Lectura Bíblica: 1 Reyes 3:9-12
Ayuda:
Si tuvieras la oportunidad de tener lo que quisieras, ¿Qué pedirías?
Cuando tuvo la oportunidad de tener algo en el mundo, Salomón pidió sabiduría para dirigir bien y tomar decisiones correctas. Nosotros podemos pedir a Dios esta misma sabiduría:
…si alguno de vosotros tiene falta de sabiduría, pídala a Dios, el cual da a todos abundantemente y sin reproche, y le será dada. [Santiago 1:5]
Fíjate en que Salomón pidió entendimiento para llevar a cabo su trabajo; no pidió a Dios que hiciera el trabajo por él. No debemos pedirle a Dios que haga lo que él quiere hacer a través de nosotros. En cambio, debemos pedirle a Dios que nos dé la sabiduría para saber qué hacer y pedir el valor para llevarlo a cabo.
Salomón pidió sabiduría, no bienes materiales, pero Dios le dio riquezas y también larga vida. Aunque Dios no promete dinero a quienes le siguen, nos da lo que necesitamos si mantenemos lo principal primero, esto es su reino, sus propósitos (Mateo 6:31-33).
Quien pone su mirada en los bienes materiales sólo insatisfacción encontrará porque aunque se consiga riquezas, estas no saciarán. Pero si ponemos a Dios y su obra en primer lugar, él satisfará nuestras necesidades más profundas.
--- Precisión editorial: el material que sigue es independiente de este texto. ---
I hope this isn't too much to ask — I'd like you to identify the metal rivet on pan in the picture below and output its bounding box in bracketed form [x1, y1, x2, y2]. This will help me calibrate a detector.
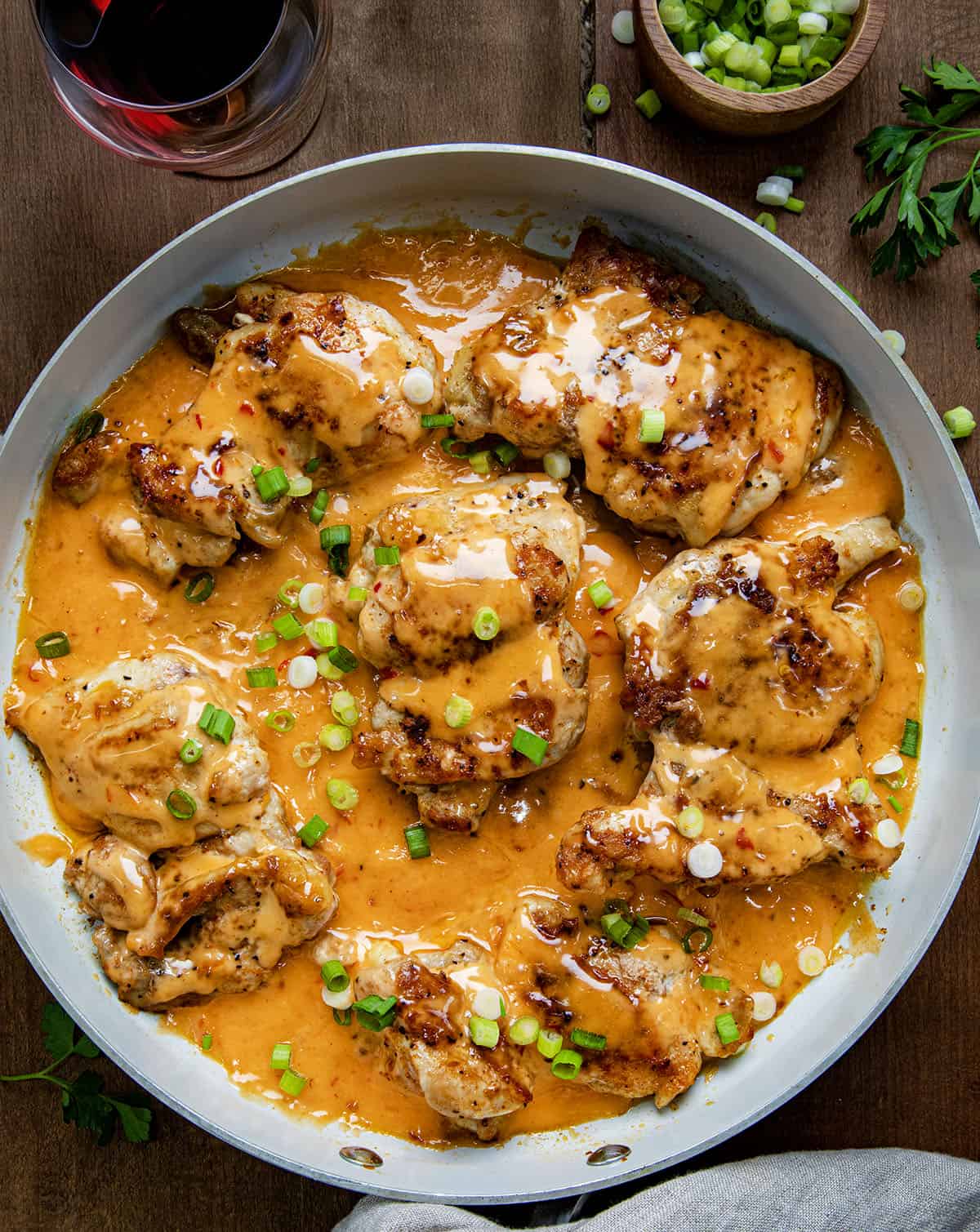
[586, 1142, 630, 1168]
[341, 1147, 381, 1168]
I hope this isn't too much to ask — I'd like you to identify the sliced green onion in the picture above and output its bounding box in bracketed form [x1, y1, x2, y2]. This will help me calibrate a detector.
[404, 822, 433, 860]
[586, 82, 612, 116]
[269, 1043, 292, 1070]
[443, 694, 474, 728]
[551, 1048, 581, 1082]
[331, 689, 361, 727]
[255, 465, 290, 505]
[327, 779, 360, 813]
[276, 578, 303, 607]
[308, 488, 331, 526]
[319, 958, 350, 993]
[167, 787, 198, 822]
[506, 1014, 541, 1048]
[510, 727, 547, 767]
[474, 607, 501, 642]
[34, 632, 72, 659]
[300, 813, 330, 847]
[680, 925, 715, 954]
[588, 578, 617, 611]
[898, 718, 922, 758]
[184, 573, 215, 603]
[278, 1070, 307, 1099]
[715, 1014, 741, 1045]
[535, 1026, 562, 1061]
[327, 646, 358, 673]
[319, 723, 351, 753]
[569, 1026, 605, 1052]
[273, 612, 303, 642]
[177, 736, 205, 767]
[639, 407, 666, 445]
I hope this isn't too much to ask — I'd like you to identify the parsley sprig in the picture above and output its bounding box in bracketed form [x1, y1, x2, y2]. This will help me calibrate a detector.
[0, 1002, 153, 1145]
[851, 60, 980, 283]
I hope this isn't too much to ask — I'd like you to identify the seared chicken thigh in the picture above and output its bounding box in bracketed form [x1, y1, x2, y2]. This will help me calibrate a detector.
[7, 654, 270, 854]
[53, 282, 441, 581]
[446, 228, 843, 545]
[65, 794, 336, 1010]
[354, 941, 532, 1141]
[343, 477, 588, 829]
[559, 518, 900, 892]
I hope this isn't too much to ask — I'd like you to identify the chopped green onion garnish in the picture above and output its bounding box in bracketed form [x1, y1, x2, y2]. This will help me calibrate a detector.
[510, 727, 547, 767]
[273, 612, 303, 642]
[680, 925, 715, 954]
[167, 787, 198, 822]
[255, 465, 290, 505]
[184, 573, 215, 603]
[537, 1026, 562, 1061]
[177, 738, 205, 767]
[278, 1070, 305, 1099]
[269, 1043, 292, 1070]
[506, 1014, 541, 1048]
[350, 993, 399, 1031]
[404, 822, 433, 860]
[319, 958, 350, 993]
[943, 407, 976, 441]
[319, 723, 351, 753]
[327, 779, 360, 813]
[474, 607, 501, 642]
[327, 646, 358, 673]
[310, 488, 331, 526]
[586, 82, 612, 116]
[634, 90, 663, 119]
[331, 689, 361, 727]
[34, 632, 72, 659]
[590, 578, 615, 611]
[551, 1048, 581, 1082]
[443, 694, 474, 727]
[639, 407, 665, 445]
[300, 813, 328, 847]
[898, 718, 922, 758]
[276, 578, 303, 607]
[571, 1026, 605, 1052]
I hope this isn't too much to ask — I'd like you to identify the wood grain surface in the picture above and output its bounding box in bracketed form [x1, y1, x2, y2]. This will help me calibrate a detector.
[0, 0, 980, 1232]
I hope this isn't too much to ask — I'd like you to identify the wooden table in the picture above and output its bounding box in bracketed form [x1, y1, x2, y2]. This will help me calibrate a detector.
[0, 0, 980, 1232]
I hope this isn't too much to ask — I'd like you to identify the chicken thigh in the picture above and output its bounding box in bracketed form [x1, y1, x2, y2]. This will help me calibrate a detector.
[53, 282, 441, 583]
[345, 477, 588, 829]
[446, 228, 843, 545]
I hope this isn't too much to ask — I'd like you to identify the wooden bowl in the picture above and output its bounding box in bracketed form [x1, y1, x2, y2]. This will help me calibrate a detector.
[634, 0, 888, 136]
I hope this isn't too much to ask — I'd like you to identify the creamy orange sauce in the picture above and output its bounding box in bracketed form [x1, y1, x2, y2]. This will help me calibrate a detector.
[7, 233, 924, 1145]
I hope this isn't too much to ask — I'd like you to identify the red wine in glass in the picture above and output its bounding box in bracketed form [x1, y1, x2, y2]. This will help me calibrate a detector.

«Luz de la calle… » Salomón recibió de Dios «un corazón entendido», pero fue deber de Salomón aplicar esa sabiduría a todos los ámbitos de su vida. Tristemente vemos que Salomón fue sabio para gobernar la nación, pero fue necio para dirigir su hogar.
Aunque Salomón siguió siendo sabio durante toda su vida, no siempre actuó conforme a su sabiduría. 1 Reyes 11:6 dice: «E hizo Salomón lo malo ante los ojos de Jehová, y no siguió cumplidamente a Jehová como David su padre.»
¿Qué es sabiduría? Es tanto la capacidad de discernir lo que es mejor como la fuerza de carácter para actuar de acuerdo con ese conocimiento. Pidamos al Señor sabiduría, no solo para saber diferenciar entre lo que es bueno y malo, sino ante todo para que nos de el valor y la determinación para hacer lo que es bueno delante de Dios.